Там, где своенравная Ольханка, делая крутой изгиб, обтекает широкий мыс, ярко сверкнул бидонами и белыми халатами доярок летний табор. Оттуда доносилось протяжное коровье мычанье, сдобренное сочными голосами перекликающихся доярок. У таборных ворот стоял «газик».
— Никак Оксана Лазаревна в таборе уже?
— Кому же и быть, как не ей. Ни свет ни заря носится то по полям, то по фермам. Вот и расскажу ей про дедовы причуды. Женщина она умная, посоветует, — обрадовалась Груня, — поможет совладать со старым чудотворцем.
Оксана Лазаревна, или Головиха, как все звали ее в селе, стояла в кольце молодых доярок и что-то доказывала им, убедительно жестикулируя полными оголенными выше локтя руками.
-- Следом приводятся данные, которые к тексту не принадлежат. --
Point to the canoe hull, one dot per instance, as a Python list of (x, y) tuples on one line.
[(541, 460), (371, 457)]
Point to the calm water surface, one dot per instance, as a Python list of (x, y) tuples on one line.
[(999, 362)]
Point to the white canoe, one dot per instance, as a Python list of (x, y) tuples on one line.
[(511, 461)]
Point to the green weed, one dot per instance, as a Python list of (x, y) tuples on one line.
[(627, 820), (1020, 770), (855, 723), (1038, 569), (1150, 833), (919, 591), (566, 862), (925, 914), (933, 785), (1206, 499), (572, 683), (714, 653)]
Заметив Груню и Фросю, она вышла из плотного круга им навстречу.
— А ты все округляешься, Груня, — любовно оглядывая фигуру школьной подруги, встретила доярок Оксана Лазаревна, — позычила б малость Фросе полноты, ей не повредило бы, правда, Фрося?
— Дело это женское, Оксана Лазаревна, чтобы справной быть в деле — баба должна быть в теле, — скороговоркой ответила Груня и захохотала. — На сносях я, Оксана Лазаревна, матерью скоро стану, молодой матерью, как в консультациях кличут. — И уже серьезно, озабоченно добавила: — Поговорить надо мне с тобой, Оксаночка, с глазу на глаз.
— Ну, девчата, по местам, да смотрите ж не сплошайте. Что там у тебя стряслось, выкладывай, Груня?
Тихо плескалась о берег теплой волной Ольханка, заливался над головой в безбрежной синеве неба жаворонок, где-то в прибрежных камышовых зарослях монотонно и въедливо кричал удод, а Груня, краснея и волнуясь, рассказывала про странные причуды Тараса.
— Гроб, говоришь, изладил?
— Ага.
— А говорит-то что?
— Постой, чудно как-то: «Отцвели, — говорит, — кукушечкины слезы», — или еще сказал: «лунный свет из ушата весь вытек...»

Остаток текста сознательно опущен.